In questo solco, si è inserita la nuova disciplina del dl 126, prevedendo, come detto, un monitoraggio continuo e capillare: le p.a. dovranno, infatti, comunicare l’importo delle fatture inevase, il loro numero identificativo, la data di emissione ed il codice fiscale ovvero la partita Iva del creditore. Ciò per tutti i debiti certi, liquidi ed esigibili, distinguendo spese correnti e investimenti e con separata evidenza di quelli maturati al 31/12/2012.

Si tratta certamente di novità importanti, che vanno nella direzione giusta, ma che non sono sufficienti. I vantaggi per imprese e professionisti, infatti, al momento sono assai limitati.

In primo luogo, il meccanismo non è automatico, in quanto presuppone comunque l’iniziativa del creditore nei confronti della p.a. debitrice.

Inoltre, la comunicazione di quest’ultima continua a non essere equivalente alla certificazione del credito vantato nei suoi confronti, per cui il creditore sarà comunque obbligato a presentare una seconda istanza per ottenere il visto che gli consente di recarsi in banca.

Infine, qualche dubbio riguarda il grado di compliance delle amministrazioni rispetto all’obbligo.
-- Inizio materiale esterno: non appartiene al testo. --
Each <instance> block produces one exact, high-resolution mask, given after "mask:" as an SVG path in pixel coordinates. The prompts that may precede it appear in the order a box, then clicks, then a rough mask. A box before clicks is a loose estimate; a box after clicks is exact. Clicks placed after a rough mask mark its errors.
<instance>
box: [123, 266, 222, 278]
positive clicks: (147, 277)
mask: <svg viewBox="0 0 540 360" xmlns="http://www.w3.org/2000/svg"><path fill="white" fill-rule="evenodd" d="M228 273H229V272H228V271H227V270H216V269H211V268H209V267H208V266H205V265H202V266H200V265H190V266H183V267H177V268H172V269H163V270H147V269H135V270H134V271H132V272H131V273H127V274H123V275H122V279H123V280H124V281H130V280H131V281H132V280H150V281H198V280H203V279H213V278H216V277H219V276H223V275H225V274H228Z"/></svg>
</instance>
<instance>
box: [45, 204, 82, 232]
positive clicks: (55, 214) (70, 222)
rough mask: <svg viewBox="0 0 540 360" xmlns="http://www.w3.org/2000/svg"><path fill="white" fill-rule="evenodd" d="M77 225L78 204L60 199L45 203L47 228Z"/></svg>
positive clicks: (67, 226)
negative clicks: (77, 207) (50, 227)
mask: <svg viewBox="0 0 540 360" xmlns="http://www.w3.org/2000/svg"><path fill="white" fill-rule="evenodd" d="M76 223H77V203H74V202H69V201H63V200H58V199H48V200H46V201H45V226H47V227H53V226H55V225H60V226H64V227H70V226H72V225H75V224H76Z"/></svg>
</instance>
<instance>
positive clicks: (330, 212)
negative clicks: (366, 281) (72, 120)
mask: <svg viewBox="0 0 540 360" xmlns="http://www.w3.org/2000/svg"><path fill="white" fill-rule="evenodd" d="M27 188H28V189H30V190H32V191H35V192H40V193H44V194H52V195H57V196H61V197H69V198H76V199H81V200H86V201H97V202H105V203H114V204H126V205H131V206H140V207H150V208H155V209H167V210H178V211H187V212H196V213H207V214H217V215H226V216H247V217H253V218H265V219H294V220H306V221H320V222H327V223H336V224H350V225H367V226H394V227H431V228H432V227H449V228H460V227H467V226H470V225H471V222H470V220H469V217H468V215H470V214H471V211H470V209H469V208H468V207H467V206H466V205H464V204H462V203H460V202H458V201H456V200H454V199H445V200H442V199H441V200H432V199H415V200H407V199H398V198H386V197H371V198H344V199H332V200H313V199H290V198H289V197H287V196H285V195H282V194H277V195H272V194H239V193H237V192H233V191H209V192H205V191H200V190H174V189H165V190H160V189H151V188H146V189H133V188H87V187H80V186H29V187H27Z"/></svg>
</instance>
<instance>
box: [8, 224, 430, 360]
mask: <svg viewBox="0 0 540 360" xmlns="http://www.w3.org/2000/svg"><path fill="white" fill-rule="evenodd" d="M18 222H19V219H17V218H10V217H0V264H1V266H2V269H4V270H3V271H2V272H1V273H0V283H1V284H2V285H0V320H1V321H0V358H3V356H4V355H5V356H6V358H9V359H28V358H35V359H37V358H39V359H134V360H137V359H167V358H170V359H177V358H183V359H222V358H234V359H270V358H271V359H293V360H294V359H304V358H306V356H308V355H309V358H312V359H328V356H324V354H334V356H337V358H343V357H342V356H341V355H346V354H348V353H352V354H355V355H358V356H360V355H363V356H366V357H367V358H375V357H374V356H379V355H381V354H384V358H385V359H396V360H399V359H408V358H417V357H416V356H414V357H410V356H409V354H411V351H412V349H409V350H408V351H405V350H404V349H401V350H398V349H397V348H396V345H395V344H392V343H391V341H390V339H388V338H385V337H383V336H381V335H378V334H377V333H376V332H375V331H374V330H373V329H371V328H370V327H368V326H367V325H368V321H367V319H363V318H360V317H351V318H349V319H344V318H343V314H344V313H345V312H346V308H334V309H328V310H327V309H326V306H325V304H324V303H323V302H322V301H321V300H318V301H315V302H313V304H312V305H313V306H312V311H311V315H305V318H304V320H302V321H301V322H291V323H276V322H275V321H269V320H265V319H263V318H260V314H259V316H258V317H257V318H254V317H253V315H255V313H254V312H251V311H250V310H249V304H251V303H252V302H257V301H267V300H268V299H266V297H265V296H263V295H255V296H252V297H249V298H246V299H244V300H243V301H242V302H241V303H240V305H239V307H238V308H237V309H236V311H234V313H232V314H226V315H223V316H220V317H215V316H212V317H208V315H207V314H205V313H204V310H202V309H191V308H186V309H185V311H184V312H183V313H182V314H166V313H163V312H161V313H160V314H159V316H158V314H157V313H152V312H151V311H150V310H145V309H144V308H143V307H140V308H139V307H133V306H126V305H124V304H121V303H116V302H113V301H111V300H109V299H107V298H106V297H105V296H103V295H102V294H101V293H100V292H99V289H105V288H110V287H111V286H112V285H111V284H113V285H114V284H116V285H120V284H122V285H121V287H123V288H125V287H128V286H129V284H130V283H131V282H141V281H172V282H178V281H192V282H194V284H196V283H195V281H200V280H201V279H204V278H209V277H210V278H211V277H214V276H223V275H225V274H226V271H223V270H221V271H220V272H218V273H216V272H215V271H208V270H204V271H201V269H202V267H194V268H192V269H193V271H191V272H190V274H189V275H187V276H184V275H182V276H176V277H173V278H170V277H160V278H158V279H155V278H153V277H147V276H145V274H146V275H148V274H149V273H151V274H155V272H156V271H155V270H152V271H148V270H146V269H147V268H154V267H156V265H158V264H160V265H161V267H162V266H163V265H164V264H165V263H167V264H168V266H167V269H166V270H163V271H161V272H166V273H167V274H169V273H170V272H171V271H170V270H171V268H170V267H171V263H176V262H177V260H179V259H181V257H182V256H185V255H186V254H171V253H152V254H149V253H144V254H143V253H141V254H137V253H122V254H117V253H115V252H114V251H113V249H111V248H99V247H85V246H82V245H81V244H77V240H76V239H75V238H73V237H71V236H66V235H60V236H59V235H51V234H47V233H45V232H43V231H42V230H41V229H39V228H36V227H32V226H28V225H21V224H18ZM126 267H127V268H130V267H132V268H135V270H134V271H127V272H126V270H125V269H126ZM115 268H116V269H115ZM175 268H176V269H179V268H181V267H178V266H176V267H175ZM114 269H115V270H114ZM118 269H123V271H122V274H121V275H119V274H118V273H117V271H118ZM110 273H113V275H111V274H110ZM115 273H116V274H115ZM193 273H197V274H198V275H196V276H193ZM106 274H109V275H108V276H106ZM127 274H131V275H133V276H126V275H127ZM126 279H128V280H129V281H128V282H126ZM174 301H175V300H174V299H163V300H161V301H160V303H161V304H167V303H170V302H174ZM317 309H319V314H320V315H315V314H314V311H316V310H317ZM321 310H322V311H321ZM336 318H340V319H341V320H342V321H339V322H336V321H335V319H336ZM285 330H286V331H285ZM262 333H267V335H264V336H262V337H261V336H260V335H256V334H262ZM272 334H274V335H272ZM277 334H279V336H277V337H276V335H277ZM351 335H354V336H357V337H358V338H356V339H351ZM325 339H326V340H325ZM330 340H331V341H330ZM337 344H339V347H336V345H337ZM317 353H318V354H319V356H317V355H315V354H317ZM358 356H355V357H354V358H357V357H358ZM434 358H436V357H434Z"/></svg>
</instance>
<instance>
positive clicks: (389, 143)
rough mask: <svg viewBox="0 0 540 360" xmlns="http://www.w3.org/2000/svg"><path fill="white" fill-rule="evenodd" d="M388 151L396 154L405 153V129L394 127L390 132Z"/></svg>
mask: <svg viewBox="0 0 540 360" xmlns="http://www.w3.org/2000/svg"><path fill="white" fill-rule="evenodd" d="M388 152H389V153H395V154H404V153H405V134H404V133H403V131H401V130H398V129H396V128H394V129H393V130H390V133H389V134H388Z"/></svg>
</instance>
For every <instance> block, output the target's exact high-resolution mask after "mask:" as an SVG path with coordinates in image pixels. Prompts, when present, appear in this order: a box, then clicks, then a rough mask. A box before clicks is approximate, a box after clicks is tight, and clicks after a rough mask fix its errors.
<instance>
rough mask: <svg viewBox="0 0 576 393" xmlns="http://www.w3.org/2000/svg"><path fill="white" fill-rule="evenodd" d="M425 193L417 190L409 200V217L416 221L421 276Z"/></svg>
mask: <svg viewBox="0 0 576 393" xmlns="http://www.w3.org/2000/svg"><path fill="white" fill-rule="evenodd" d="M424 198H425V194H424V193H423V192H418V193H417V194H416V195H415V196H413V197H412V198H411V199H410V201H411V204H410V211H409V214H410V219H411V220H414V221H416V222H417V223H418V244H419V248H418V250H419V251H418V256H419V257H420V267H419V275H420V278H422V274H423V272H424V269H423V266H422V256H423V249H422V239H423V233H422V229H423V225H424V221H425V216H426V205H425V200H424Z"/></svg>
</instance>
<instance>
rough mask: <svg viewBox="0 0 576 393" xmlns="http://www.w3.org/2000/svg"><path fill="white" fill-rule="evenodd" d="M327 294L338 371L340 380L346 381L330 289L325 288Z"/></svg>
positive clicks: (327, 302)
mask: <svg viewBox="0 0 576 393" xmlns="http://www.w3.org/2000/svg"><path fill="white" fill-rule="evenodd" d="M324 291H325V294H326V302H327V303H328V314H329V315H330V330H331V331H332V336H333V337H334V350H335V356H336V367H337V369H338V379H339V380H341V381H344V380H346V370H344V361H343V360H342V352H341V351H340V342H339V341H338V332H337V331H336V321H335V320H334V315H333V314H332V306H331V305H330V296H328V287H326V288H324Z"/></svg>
Al momento, ancora non si conoscono i risultati della precedente ondata di certificazioni automatiche, che dovevano essere rilasciate entro il 15 settembre scorso.

Fra gli addetti ai lavori, è circolato un importo assai modesto, pari a circa 5 miliardi di euro, ovvero meno del 10% della stima più prudente sull’esposizione complessiva del settore pubblico (si veda ItaliaOggi dell’8/10/2013).

Per spingere gli uffici ad adempiere, il dl 126 punta ancora una volta sulle sanzioni, prevedendo per gli inadempimenti, oltre a possibili profili di responsabilità dirigenziale e disciplinare, anche una sanzione pecuniaria, pari a 25 euro per ogni giorno di ritardo. Forse, però, occorrerebbe agire con la stessa decisione anche nella direzione della semplificazione delle procedure di pagamento.